Eine neue Studie zeigt das dramatische Sterben kontemplativer Klöster in Frankreich in den letzten zwei Jahrzehnten. Die Soziologin Isabelle Jonveaux stellte die Ergebnisse ihrer Forschungen in dieser Woche im französischen Magazin La Vie vor: „In den letzten 20 Jahren wurde fast ein Drittel der Klöster (rund 30 Prozent) geschlossen.“
„Frauenklöster sind überproportional stark betroffen“, fuhr Jonveaux fort. „32 Prozent von ihnen wurden geschlossen, verglichen mit 21 Prozent der Männerklöster. Dabei ist zu beachten, dass es in den vergangenen Jahrhunderten weitaus mehr Frauenklöster gab (die Datenbank von 2007 verzeichnete 249 Frauenklöster gegenüber 56 Männerklöstern).“
„Besonders hart getroffen sind die Karmelitinnenklöster mit einer Schließungsquote von 40 Prozent innerhalb von 20 Jahren (34 von 85 Klöstern wurden geschlossen)“, erklärte die Soziologin. „Ähnliche Quoten zeigen sich bei den Klarissen (rund 40 Prozent Schließungen) und den Visitantinnen (30 Prozent). Auch bei den Trappistinnen ist die Quote hoch (36,4 Prozent).

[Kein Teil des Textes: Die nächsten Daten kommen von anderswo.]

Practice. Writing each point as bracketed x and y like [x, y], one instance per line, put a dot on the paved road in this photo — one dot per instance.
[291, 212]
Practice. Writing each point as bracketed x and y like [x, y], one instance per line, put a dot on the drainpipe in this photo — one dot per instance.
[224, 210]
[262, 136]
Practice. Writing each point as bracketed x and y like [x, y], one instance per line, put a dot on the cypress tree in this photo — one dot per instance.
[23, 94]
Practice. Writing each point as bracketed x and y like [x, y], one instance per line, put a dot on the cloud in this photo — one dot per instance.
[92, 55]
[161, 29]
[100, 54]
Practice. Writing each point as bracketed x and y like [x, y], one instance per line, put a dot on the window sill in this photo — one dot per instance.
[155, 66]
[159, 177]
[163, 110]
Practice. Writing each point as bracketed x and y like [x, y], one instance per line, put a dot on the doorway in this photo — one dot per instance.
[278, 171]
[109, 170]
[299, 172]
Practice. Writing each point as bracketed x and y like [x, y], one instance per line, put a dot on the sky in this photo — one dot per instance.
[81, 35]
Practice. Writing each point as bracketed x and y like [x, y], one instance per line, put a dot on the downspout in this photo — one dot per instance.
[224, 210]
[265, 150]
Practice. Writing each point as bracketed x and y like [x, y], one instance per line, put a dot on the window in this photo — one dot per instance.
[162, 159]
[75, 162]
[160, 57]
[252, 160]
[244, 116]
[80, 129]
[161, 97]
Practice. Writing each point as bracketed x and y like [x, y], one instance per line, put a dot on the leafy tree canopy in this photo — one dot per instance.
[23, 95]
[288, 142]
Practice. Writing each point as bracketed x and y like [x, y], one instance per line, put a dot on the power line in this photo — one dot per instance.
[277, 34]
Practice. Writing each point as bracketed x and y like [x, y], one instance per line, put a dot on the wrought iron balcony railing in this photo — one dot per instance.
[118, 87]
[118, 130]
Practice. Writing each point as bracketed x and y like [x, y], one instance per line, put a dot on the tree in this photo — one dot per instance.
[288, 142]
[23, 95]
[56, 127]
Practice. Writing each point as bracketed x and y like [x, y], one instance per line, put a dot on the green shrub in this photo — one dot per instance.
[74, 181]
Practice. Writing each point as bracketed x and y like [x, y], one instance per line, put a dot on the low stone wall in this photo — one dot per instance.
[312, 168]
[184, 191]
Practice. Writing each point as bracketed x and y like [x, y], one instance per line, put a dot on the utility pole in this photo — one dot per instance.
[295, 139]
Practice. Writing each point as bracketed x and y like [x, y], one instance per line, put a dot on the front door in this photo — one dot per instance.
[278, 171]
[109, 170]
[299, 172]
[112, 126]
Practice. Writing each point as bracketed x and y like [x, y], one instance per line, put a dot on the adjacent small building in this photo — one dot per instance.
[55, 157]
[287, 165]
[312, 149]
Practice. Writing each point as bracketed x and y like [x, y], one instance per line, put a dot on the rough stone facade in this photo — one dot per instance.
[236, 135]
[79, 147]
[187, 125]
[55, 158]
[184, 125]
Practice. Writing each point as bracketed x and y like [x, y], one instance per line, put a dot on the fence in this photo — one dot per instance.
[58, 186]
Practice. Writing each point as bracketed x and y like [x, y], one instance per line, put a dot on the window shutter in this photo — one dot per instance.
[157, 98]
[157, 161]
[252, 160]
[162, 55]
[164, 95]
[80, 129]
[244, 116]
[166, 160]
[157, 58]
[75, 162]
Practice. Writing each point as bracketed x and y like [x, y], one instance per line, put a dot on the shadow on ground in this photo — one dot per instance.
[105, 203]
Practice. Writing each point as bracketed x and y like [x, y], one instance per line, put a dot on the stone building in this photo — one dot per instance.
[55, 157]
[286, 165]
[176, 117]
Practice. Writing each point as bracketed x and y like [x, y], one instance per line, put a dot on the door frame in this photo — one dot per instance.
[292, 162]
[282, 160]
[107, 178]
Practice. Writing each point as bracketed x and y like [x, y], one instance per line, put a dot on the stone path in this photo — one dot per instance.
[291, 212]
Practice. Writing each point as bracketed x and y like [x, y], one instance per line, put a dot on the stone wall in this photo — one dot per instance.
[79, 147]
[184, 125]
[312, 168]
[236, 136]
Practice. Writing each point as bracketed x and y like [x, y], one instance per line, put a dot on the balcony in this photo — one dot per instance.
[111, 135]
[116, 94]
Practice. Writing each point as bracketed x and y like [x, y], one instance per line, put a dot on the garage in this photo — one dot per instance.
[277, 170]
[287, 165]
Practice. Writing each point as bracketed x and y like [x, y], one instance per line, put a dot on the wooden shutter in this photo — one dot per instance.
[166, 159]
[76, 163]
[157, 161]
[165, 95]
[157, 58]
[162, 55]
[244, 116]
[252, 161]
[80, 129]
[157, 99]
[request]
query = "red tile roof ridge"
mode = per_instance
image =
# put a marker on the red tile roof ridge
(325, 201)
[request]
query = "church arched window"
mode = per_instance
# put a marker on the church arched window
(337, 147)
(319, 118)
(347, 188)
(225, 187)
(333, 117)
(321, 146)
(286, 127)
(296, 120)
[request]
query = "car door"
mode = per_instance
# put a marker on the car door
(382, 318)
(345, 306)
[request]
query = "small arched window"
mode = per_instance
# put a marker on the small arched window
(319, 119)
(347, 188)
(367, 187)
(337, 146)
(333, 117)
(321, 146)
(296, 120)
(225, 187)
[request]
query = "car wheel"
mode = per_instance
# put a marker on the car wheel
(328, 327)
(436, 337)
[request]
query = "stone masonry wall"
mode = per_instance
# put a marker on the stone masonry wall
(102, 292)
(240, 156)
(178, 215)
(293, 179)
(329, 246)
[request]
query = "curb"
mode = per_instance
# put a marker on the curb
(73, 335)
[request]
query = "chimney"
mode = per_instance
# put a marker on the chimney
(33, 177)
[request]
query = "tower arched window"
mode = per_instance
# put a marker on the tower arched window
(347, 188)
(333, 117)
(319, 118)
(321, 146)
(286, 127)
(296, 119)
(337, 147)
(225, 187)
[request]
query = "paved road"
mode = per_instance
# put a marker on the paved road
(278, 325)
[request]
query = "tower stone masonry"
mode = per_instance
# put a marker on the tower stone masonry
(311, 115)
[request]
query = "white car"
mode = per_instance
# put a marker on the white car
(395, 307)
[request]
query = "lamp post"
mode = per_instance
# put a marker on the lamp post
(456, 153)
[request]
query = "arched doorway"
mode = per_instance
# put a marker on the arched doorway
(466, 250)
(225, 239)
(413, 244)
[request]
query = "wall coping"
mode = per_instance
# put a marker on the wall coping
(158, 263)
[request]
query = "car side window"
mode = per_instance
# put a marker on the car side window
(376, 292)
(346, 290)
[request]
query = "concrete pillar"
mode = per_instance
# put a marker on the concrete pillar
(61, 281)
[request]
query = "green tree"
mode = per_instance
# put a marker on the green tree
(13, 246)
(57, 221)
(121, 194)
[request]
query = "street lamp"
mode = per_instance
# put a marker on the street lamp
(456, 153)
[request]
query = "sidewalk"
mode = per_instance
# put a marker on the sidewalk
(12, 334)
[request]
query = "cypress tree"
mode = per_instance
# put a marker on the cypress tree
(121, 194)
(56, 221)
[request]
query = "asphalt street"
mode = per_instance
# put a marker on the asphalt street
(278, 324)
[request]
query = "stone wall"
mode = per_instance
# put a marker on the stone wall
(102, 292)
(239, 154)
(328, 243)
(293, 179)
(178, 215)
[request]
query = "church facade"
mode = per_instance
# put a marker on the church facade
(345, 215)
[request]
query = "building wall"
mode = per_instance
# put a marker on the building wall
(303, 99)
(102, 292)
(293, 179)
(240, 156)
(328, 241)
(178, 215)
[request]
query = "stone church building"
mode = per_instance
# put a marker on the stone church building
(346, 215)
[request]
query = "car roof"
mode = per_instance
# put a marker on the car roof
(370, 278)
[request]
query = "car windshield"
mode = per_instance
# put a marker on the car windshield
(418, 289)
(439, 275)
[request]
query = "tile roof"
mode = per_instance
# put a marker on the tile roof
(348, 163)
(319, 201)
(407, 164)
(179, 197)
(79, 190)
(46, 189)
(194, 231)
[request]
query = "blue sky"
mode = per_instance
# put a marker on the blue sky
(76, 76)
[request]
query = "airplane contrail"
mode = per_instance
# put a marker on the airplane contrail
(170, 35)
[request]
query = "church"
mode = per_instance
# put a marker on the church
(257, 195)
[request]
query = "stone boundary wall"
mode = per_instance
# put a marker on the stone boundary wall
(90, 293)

Weniger stark betroffen sind hingegen die Dominikanerinnen (8 Prozent) und die Benediktiner (Männer und Frauen zusammen: 18 Prozent).“
Zudem konnte Jonveaux feststellen: „Von den Klöstern, in denen das Stundengebet 2007 auf Französisch abgehalten wurde, sind seither 34 Prozent geschlossen worden. Dieser Anteil sinkt auf 19 Prozent bei jenen, die sowohl Französisch als auch Latein verwendeten, und auf 0 Prozent bei jenen, die ausschließlich Latein nutzten. Dies zeigt, dass Gemeinschaften, die eine bestimmte Tradition pflegen, heute ein spezifisches Publikum ansprechen.“
Gefragt, ob es eine Beschleunigung des Klostersterbens kontemplativer Gemeinschaften in Frankreich gebe, antwortete Jonveaux, dass dies seit einigen Jahren tatsächlich feststellbar ist. „Bis 2015 gab es im Allgemeinen weniger als vier Schließungen pro Jahr“, sagte sie. „Heute liegt der Durchschnitt bei etwa zehn pro Jahr. Frankreich nimmt eine gewisse Sonderstellung ein, da es über eine riesige Anzahl von Klöstern verfügte – vergleichbar mit Italien –, sodass nun ein erhebliches Überangebot im Verhältnis zur Zahl der Interessenten besteht.